The purpose of this study is to use the newly available USCS database and stratify the data into SEER areas and non-SEER areas, to determine to what extent the SEER registries are generalizable to the nation, and in which dimensions they are not fully generalizable. Specifically, this paper provides an update and current comparison of the cancer cases, demographics, socioeconomic factors, and data quality in SEER areas as compared with the rest of the USA. For the cancer case comparison, we examined the comparability of late-stage cancer diagnosis, focusing on BC and CRC, the two cancers that are preventable through screening but remain among the top four most commonly diagnosed cancers in the USA [19]. We also compared population demographics and socioeconomic factors in SEER and non-SEER areas. For dimensions of data quality, we focus on the key components of (1) completeness of case ascertainment and (2) missing data on race, sex, and age. This study answers the following questions: Are the SEER registries representative of the US cancer population in terms of late-stage BC and CRC diagnoses? Are they representative of the current socioeconomic and demographic characteristics which underpin the observed health outcomes in national statistics? Is the data quality comparable between SEER registries and the rest of the registries in the USA?

Methods

Study sample

We obtained data from the USCS Restricted Access Dataset and selected people of all ages with a first breast or colorectal cancer diagnosed in 2004–2009. BC was identified by the third edition of International Classification of Diseases for Oncology (ICD-O-3) code of C50, and CRC was identified by the ICD-O-3 codes of C18, C19.9, C20.9, and C26.0 [20]. The dataset was prepared by NCHS, whereby BC or CRC that is not the primary cancers, records with unknown cancer stage or unstaged cancer in the SEER summary stage variable, and missing data in age, race, or gender were excluded. From this dataset, we further excluded records when diagnosis was by autopsy or from death certificates (<1 % of all cases). For BC, we also excluded males. Using the SEER summary stage 2000 variable provided in the USCS database, we coded regional or distant diagnosis as late stage, and in situ or localized diagnosis as early stage. We then created a binary indicator for each individual specifying whether their cancer was diagnosed at a late stage or not.

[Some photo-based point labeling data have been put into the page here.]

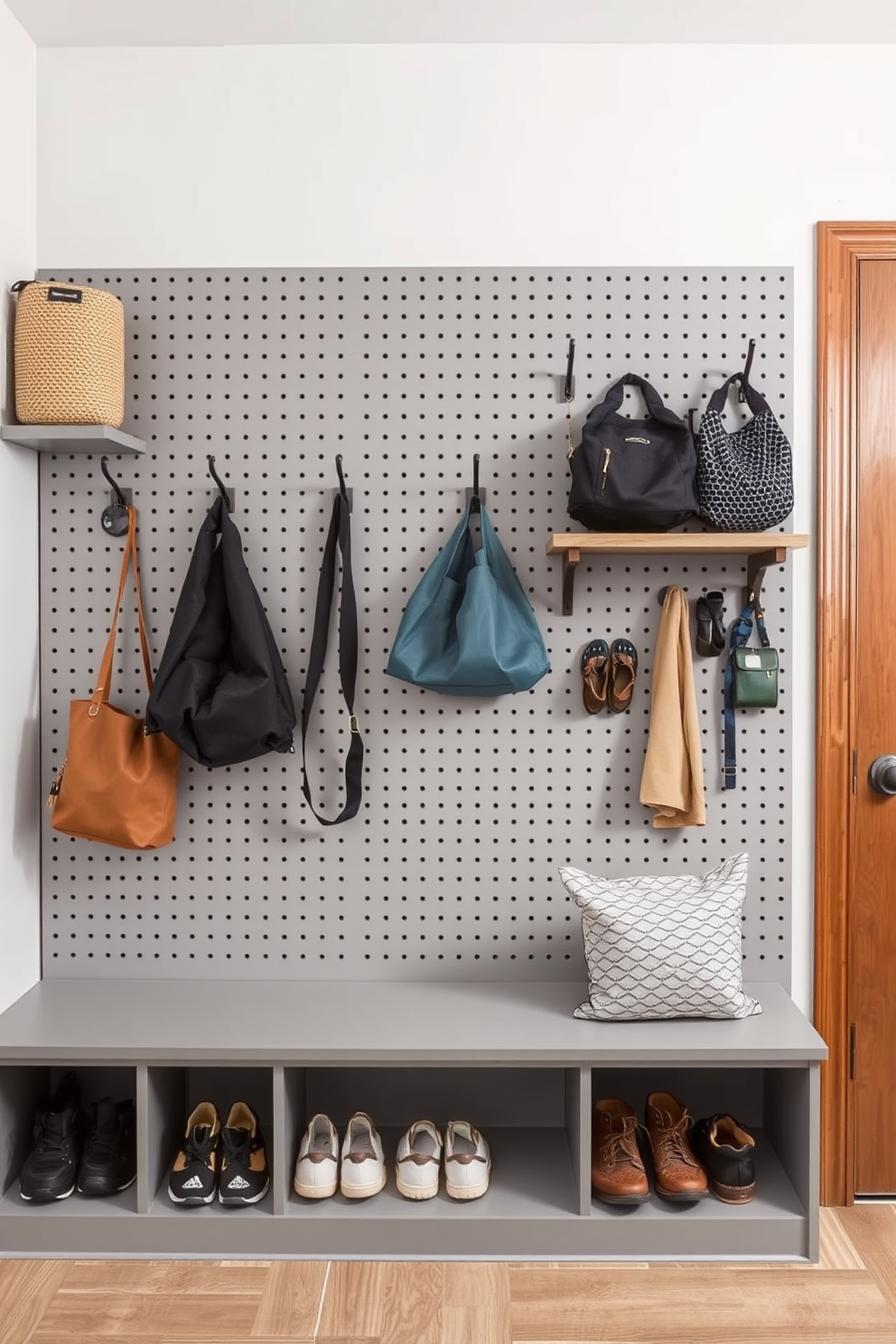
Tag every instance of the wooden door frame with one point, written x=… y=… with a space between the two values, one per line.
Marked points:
x=841 y=247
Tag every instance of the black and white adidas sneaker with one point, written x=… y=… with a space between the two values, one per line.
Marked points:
x=245 y=1175
x=193 y=1172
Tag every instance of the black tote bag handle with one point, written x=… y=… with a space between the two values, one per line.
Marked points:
x=339 y=535
x=655 y=404
x=755 y=401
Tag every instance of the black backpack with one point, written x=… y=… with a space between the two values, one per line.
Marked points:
x=220 y=693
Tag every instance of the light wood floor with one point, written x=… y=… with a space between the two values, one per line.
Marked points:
x=851 y=1294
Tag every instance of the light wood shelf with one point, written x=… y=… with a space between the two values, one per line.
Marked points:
x=761 y=548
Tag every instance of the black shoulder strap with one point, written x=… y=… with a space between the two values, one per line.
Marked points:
x=339 y=537
x=741 y=632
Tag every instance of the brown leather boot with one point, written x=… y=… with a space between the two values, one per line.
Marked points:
x=617 y=1171
x=678 y=1173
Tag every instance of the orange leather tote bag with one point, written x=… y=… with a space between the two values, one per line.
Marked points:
x=117 y=785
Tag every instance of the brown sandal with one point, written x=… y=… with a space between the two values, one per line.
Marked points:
x=623 y=668
x=595 y=667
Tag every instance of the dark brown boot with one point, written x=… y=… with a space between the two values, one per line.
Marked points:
x=617 y=1171
x=678 y=1173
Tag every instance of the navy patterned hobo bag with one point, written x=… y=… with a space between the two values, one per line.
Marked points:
x=744 y=479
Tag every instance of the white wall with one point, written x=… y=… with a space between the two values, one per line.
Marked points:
x=482 y=154
x=19 y=782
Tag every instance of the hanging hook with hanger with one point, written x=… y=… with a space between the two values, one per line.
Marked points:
x=568 y=386
x=744 y=377
x=344 y=490
x=225 y=493
x=476 y=498
x=115 y=517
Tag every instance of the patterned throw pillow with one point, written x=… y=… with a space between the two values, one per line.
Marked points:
x=662 y=947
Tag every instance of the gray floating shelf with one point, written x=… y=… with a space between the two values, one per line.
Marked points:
x=71 y=438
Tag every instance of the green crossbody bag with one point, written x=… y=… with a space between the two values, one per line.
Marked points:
x=755 y=677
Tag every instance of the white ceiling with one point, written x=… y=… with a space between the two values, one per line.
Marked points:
x=168 y=23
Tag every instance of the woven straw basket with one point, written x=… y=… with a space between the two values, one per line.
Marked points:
x=69 y=355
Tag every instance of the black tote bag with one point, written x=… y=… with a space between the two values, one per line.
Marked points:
x=220 y=693
x=629 y=475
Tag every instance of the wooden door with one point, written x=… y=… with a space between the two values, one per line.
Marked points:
x=872 y=897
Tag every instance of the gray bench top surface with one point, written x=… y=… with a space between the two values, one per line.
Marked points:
x=375 y=1022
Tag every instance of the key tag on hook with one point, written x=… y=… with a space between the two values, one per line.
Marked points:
x=115 y=519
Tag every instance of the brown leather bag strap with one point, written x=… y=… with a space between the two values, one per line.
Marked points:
x=104 y=680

Definition of SEER and non-SEER areas

Three states (Kansas, Maryland, and Minnesota) were not present in the USCS database over the timeframe of this study. We excluded an additional state, Virginia, because data were not available until 2007. Among the included 46 states, 10 are completely covered by SEER registries (HI, CA, UT, NM, IA, KY, GA, CT, NJ, and LA) and two others (WA and MI) have partial coverage over some counties by SEER registries (including Clallam, Grays Harbor, Island, Jefferson, King, Kitsap, Mason, Pierce, San Juan, Skagit, Snohomish, Thurston, and Whatcom counties in WA; Macomb, Oakland, and Wayne counties in MI). To provide a clear comparison for the population characteristics between SEER and non-SEER areas, we focused on the SEER areas that represent entire populations; thus, the SEER registries in Alaska, Oklahoma, and Arizona that cover native Americans and Alaska Natives only were not counted as ‘SEER areas’ in our study. Therefore, we define SEER areas as the above-mentioned 10 SEER states and the counties of WA and MI that are covered by SEER registries. The rest of the nation’s counties were defined as non-SEER areas. Figure 1 shows the geographic areas of the SEER and non-SEER areas in this study. We assigned cancer patients to the appropriate group based on their county or state of residence at the time of diagnosis.

Fig. 1
figure 1

SEER areas and non-SEER areas in the USA

To assess the representativeness of SEER registries for the nation, we first compared the similarity of cancer burden between SEER and non-SEER areas. Specifically, we compared the proportions of late-stage BC and CRC diagnosis between SEER and non-SEER coverage areas, across subgroups of age and racial or ethnic groups. We defined five age groups (age <40, 40–49, 50–64, 65–74, and 75+) and five racial or ethnic groups (white, African-American, Asian, Hispanic, and other). We also provided comparisons for each racial or ethnic group by the five age groups.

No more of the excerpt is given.